Llewelyn searched and discovered his boy unharmed, but nearby lay the body of a mighty wolf which Gelert had slain. The prince filled with remorse is said never to have smiled again. He buried Gelert here”.


8 Comments Add yours

  1. Sophie Smith says:

    I was an abuse victim myself as a child, I wasn’t believed either. My mum wouldn’t, couldn’t believe my handsome blond haired, blue eyed brother was capable of doing something like that – it was easier for her to be happy thinking I was a liar – many years later he went on to abuse his own daughter (she didn’t believe that either).

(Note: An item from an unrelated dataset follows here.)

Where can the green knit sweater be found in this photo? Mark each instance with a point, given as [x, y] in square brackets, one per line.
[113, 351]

    When my daughter disclosed to me, when she was 15, I instantly believed her. On that very evening I made my husband of 18 years – her dad, leave. I told her how sorry I was that he was able to get that abuse past me. I am not a gullible woman but he was a master manipulator, an upright respectable man, he had fooled everyone. I still felt a terrible shame though, I was supposed to be her protector. it was heartbreaking for me that my own experience hadn’t made me savvy enough to see through him and that he had been able to hurt our daughter anyway. I was fierce in my defense of her through all the family fallout, many who were saying she was lying – including the brother who had abused me and, of course my mum. Abuse is still rife for both boys and girls, I exposed some of it but I was called names and ostracised, children were forced to retract. I have no contact with any of them now.

    My daughter didn’t want to prosecute him even though I did, I supported her with that as well. Eventually, the stress told and I did have a breakdown. She has said my reaction was worse than the abuse itself and she wished she had never told me. She had thought by telling me, he would just stop and our lives could go on as normal.

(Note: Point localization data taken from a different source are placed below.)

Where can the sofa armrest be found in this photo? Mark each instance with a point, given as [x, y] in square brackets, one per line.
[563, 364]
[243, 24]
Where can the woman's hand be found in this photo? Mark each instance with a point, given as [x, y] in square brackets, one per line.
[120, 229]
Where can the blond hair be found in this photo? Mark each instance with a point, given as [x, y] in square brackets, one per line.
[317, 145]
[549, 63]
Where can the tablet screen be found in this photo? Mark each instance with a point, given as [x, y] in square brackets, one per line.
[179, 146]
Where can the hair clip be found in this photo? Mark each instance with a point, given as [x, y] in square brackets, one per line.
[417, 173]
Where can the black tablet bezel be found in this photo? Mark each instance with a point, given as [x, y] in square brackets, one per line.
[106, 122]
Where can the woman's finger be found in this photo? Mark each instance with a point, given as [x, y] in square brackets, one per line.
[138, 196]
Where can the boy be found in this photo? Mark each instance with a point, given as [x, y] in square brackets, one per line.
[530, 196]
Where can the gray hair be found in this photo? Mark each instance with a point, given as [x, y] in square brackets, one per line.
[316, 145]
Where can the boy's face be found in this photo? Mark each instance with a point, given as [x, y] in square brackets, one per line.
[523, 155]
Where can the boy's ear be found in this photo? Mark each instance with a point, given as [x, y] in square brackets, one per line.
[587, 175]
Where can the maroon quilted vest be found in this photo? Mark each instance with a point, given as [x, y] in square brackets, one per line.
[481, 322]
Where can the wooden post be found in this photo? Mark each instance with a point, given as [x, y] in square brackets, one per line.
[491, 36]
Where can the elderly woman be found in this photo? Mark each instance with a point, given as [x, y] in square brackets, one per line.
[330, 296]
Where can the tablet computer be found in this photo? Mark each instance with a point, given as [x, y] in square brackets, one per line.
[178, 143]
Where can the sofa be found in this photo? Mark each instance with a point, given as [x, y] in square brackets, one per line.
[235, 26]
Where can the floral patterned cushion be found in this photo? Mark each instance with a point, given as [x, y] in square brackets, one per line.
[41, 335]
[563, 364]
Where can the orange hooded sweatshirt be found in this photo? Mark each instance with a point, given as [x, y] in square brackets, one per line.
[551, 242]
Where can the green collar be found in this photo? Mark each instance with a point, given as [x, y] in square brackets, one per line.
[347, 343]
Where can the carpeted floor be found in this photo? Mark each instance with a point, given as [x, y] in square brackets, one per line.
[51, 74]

    Her life is going really well, she has children and a lovely home, she thinks people over react about the effects of child abuse. She has renewed contact with the family but she has never forgiven me for the way I handled it. Bear in mind that I was the first mother to actually believe and do something about what was happening, I didn’t have a role model, everything was a first (I certainly didn’t realise the need to look after my financial, emotional or mental wellbeing). That family still doesn’t have a role model, I’ve been dismissed as obsessive about cse and that there is something ‘wrong’ with me.

    Sometimes sorry just doesn’t cut it. Would it have been better all round if I hadn’t taken it seriously? I I don’t know, I lost everything, including my daughter – but sometimes – I do wish she hadn’t told me either.

    PS. My mum lived happily within the bosom of her family until she died last year aged 84. I live alone with my cat….


    1. Sophie thank you for sharing that. It reeks of sadness and I’m so sorry for what you went through. It makes me sit up and realise what we are capable of projecting onto our mothers.


      1. Sophie Smith says:

        It’s good that we can talk so openly about it now. I think I’ll be trying to sort out the tangles for a long time, it’s always good to share with someone equally engrossed 🙂 The sadness has weighed me down, I’m trying to let it go but it’s like it’s really, strongly attached! I get a bit fed up with it sometimes but it seems my passion to be back in a position to protect children is just as equally attached. I really should take up knitting or something 🙂


        1. All things in moderation Sophie…easier said than done!


  2. sasperella says:

    Snap No one has apologised to me either. Just something else we are going to have to deal with I suppose.
    I love your dog Serena he is gorgeous


  3. Interesting. Lately I’ve been pondering exactly this. No one, one person said, “I’m sorry.” No one mentioned my sufferings, not once, not at all. Only a sister-in-law who moved here from California five years ago. She asked me, “Has anyone ever said they were sorry about what happened?”
    I looked at her quizzically and realized, No.

    Cute photo by the way, extraordinary really…!

    Liked by 1 person

    1. Serena Bradshaw says:

      Thank you Patricia. I like to think that the photo represents a wonderful way of just “shaking the tears from my body”

      Liked by 1 person

      1. Yes, I so like, love that, “shaking the tears from my body.” Like shaking the snow off ones branches if one were a pine tree…and not be burdened.
        Pets seem to live in the moment naturally and are good role models..: )
        It is such a great shot! Great photographer!